RP is characterized by an initial loss of rod function, resulting in defective dark adaptation and progressive loss of peripheral vision, often progressing into the central retina involving cone photoreceptors and leading to severe visual impairment or blindness. Furthermore, characteristic “bone spicules” pigment depositions in the retina, attenuation of the retinal blood vessels, and optic disc pallor are observed [1,2,3]. Phenotypic variability among individuals sharing the same genetic background is observed. Moreover, RP is a genetically heterogeneous disease and can be inherited in an autosomal dominant, autosomal recessive, or X-linked pattern. Due to genetic, allelic, and phenotypic heterogeneity, the diagnosis of RP patients can be a challenging task.

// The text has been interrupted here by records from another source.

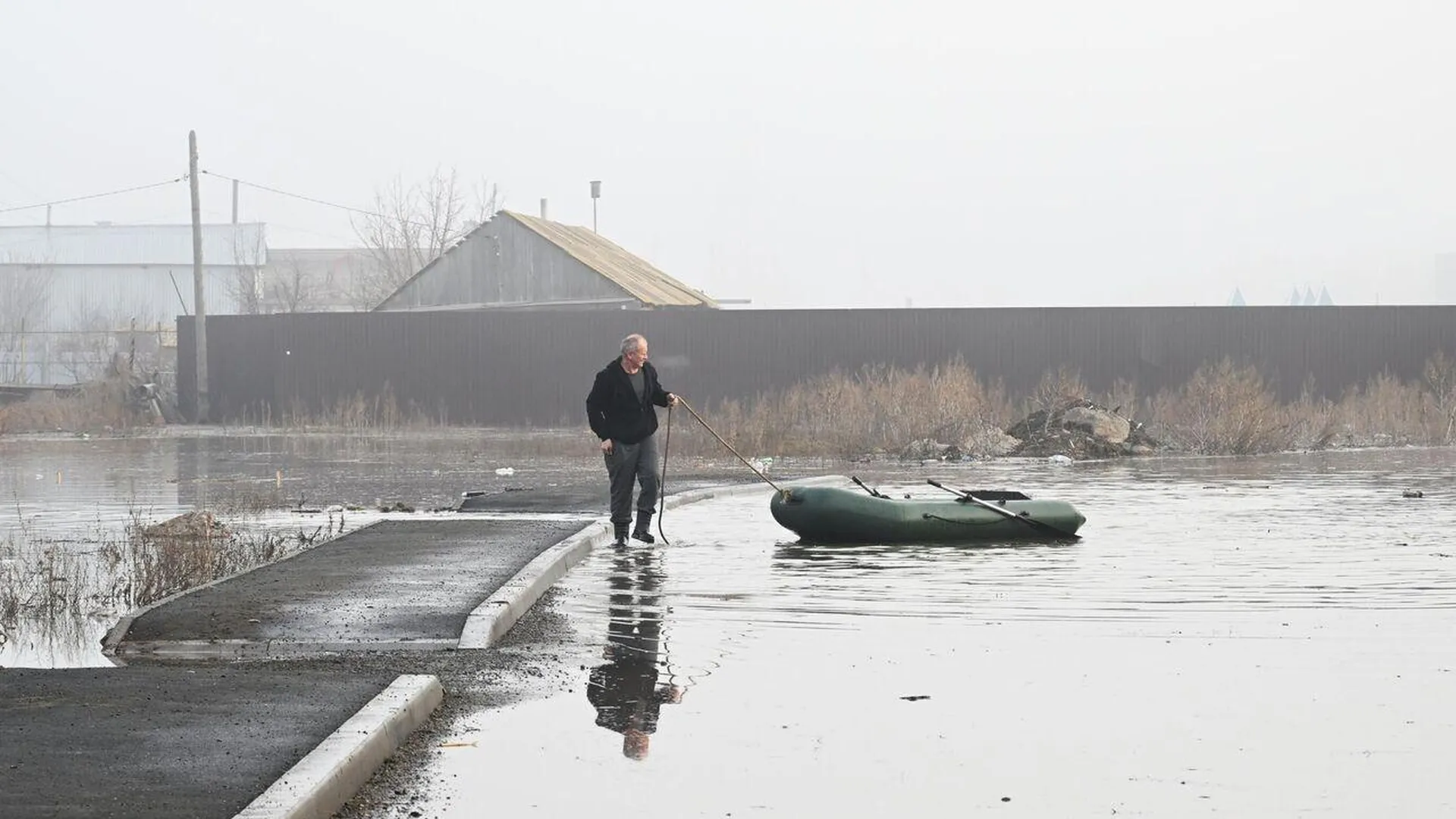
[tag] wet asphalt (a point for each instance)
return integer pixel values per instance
(324, 632)
(391, 583)
(164, 742)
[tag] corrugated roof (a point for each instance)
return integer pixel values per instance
(632, 273)
(229, 245)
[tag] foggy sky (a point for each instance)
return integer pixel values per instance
(837, 153)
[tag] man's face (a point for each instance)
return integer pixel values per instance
(638, 356)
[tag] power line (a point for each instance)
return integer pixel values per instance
(93, 196)
(300, 196)
(325, 203)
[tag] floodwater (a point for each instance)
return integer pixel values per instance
(1244, 637)
(69, 573)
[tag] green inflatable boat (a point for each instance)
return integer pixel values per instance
(832, 515)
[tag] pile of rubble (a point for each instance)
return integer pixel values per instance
(1079, 428)
(190, 526)
(1075, 428)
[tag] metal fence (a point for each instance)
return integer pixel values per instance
(535, 368)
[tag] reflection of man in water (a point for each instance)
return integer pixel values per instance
(625, 689)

Until now, mutations in at least 75 genes have been linked to nonsyndromic RP (RetNet, https://sph.uth.edu/retnet/; 10 January 2023). Molecular diagnosis is unquestionably crucial for establishing a correct clinical diagnosis in patients presenting with RP, and it is also necessary for estimating the risk of recurrence and providing reliable genetic counseling to families. Finally, it will form the basis for gene-specific therapy in the future.

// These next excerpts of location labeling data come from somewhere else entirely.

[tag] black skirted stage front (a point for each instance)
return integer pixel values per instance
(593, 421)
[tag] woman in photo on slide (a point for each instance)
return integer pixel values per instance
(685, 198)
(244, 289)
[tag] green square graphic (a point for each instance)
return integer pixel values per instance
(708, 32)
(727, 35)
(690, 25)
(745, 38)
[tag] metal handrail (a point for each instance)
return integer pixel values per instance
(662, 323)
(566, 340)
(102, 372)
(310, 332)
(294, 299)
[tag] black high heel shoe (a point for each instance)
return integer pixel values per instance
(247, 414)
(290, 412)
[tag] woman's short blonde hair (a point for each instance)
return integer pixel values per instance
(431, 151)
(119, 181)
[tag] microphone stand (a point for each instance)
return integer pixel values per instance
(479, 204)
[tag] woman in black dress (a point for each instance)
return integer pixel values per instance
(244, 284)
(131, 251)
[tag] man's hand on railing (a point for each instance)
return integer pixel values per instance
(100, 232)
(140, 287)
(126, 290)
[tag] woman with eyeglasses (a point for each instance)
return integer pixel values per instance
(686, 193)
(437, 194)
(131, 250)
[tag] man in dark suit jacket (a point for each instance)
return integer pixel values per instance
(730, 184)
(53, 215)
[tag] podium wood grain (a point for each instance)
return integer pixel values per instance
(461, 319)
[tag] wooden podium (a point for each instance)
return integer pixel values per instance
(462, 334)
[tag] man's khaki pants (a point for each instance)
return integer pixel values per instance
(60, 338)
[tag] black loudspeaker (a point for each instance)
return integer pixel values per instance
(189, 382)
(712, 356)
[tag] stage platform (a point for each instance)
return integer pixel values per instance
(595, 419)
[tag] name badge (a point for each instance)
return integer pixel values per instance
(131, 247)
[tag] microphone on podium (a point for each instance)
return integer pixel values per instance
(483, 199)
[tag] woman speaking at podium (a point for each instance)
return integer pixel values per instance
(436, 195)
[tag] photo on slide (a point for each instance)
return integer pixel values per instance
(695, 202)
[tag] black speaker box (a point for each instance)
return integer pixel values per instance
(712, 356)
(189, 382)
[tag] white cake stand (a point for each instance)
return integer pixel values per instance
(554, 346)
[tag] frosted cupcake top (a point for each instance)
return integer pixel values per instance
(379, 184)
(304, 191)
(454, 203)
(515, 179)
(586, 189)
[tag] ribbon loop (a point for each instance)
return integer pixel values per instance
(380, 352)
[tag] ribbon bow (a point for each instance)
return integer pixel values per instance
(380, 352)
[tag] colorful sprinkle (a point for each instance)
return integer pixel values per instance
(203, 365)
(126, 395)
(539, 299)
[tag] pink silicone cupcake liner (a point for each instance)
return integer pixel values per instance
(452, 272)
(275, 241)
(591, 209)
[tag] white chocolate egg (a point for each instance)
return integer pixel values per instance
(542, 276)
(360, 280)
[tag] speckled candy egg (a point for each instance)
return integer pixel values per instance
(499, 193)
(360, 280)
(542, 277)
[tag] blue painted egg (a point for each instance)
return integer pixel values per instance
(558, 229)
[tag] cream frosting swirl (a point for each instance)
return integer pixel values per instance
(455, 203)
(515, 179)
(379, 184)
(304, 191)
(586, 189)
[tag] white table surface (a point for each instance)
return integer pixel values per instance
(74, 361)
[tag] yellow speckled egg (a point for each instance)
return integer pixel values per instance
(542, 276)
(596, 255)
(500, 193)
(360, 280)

A significant improvement of diagnostic yields has been gained in recent years with the use of next generation sequencing-based approaches, which are highly efficient for testing causal genetic variants and helpful in elucidating many previously unexplained causes of RP.

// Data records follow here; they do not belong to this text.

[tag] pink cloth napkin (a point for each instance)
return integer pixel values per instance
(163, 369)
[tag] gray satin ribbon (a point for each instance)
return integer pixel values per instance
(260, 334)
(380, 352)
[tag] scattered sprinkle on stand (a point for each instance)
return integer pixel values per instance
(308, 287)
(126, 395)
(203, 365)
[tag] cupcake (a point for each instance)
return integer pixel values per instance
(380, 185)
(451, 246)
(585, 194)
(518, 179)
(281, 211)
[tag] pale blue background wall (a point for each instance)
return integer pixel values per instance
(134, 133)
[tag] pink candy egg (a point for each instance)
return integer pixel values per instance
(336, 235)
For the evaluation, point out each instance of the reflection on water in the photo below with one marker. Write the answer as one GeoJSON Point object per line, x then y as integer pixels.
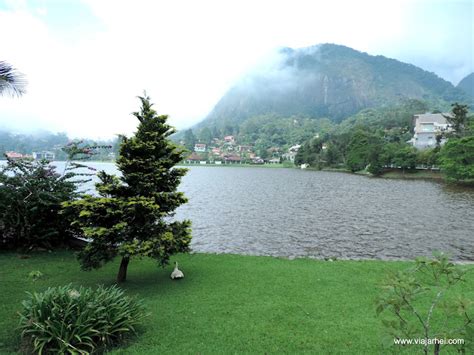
{"type": "Point", "coordinates": [292, 213]}
{"type": "Point", "coordinates": [289, 212]}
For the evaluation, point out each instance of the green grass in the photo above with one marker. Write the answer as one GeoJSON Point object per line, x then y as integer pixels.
{"type": "Point", "coordinates": [226, 303]}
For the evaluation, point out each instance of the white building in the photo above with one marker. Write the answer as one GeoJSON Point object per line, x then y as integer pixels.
{"type": "Point", "coordinates": [427, 127]}
{"type": "Point", "coordinates": [199, 147]}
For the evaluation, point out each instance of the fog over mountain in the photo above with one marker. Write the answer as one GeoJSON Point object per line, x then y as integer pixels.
{"type": "Point", "coordinates": [328, 80]}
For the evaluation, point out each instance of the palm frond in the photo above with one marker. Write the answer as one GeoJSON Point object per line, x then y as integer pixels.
{"type": "Point", "coordinates": [11, 81]}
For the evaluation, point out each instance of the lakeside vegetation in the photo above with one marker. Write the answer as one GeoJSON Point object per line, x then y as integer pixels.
{"type": "Point", "coordinates": [228, 303]}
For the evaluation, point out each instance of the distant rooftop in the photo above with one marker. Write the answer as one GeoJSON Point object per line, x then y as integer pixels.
{"type": "Point", "coordinates": [432, 118]}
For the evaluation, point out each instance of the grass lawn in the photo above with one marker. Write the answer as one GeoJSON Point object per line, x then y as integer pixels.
{"type": "Point", "coordinates": [226, 303]}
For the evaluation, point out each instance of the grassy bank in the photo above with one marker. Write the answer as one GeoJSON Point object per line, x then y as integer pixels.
{"type": "Point", "coordinates": [417, 174]}
{"type": "Point", "coordinates": [226, 303]}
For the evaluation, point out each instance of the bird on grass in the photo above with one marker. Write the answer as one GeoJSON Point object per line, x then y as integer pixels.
{"type": "Point", "coordinates": [177, 273]}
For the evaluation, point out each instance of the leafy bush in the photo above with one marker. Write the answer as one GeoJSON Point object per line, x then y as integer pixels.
{"type": "Point", "coordinates": [421, 303]}
{"type": "Point", "coordinates": [78, 321]}
{"type": "Point", "coordinates": [31, 193]}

In this study, we implemented a WES re-diagnosis in a cohort of Polish patients affected with nonsyndromic RP, in whom a NGS diagnostic panel performed several years ago failed to identify any potentially causative variants.
2. Materials and Methods
2.1. Clinical Examination
Nineteen probands, together with 8 affected siblings with an initial diagnosis of nonsyndromic RP and 14 unaffected family members, were recruited from 19 unrelated Polish families. Within the cohort, 8 cases were familial, and 11 were sporadic. The patients underwent genetic counseling, coupled with a detailed medical history analysis. Ophthalmologic examinations, including measurement of central visual acuity, an eye fundus examination, electroretinography (ERG), and optical coherence tomography (OCT), were performed. All participants or guardians provided written informed consent and the study was approved by the Bioethics Committee at Poznan University of Medical Sciences in compliance with good clinical practice (GCP) and Polish law. All study protocols adhered to the tenets of the Declaration of Helsinki.
2.2. Molecular Analysis
Blood samples from 19 probands and 22 tested family members were obtained for genetic analysis. Genomic DNA was extracted from the peripheral blood lymphocytes using a MagCore® HF16 Automated Nucleic Acid Extractor and Genomic DNA Large Volume Whole Blood Kit (RBC Bioscience Corp., New Taipei City, Taiwan).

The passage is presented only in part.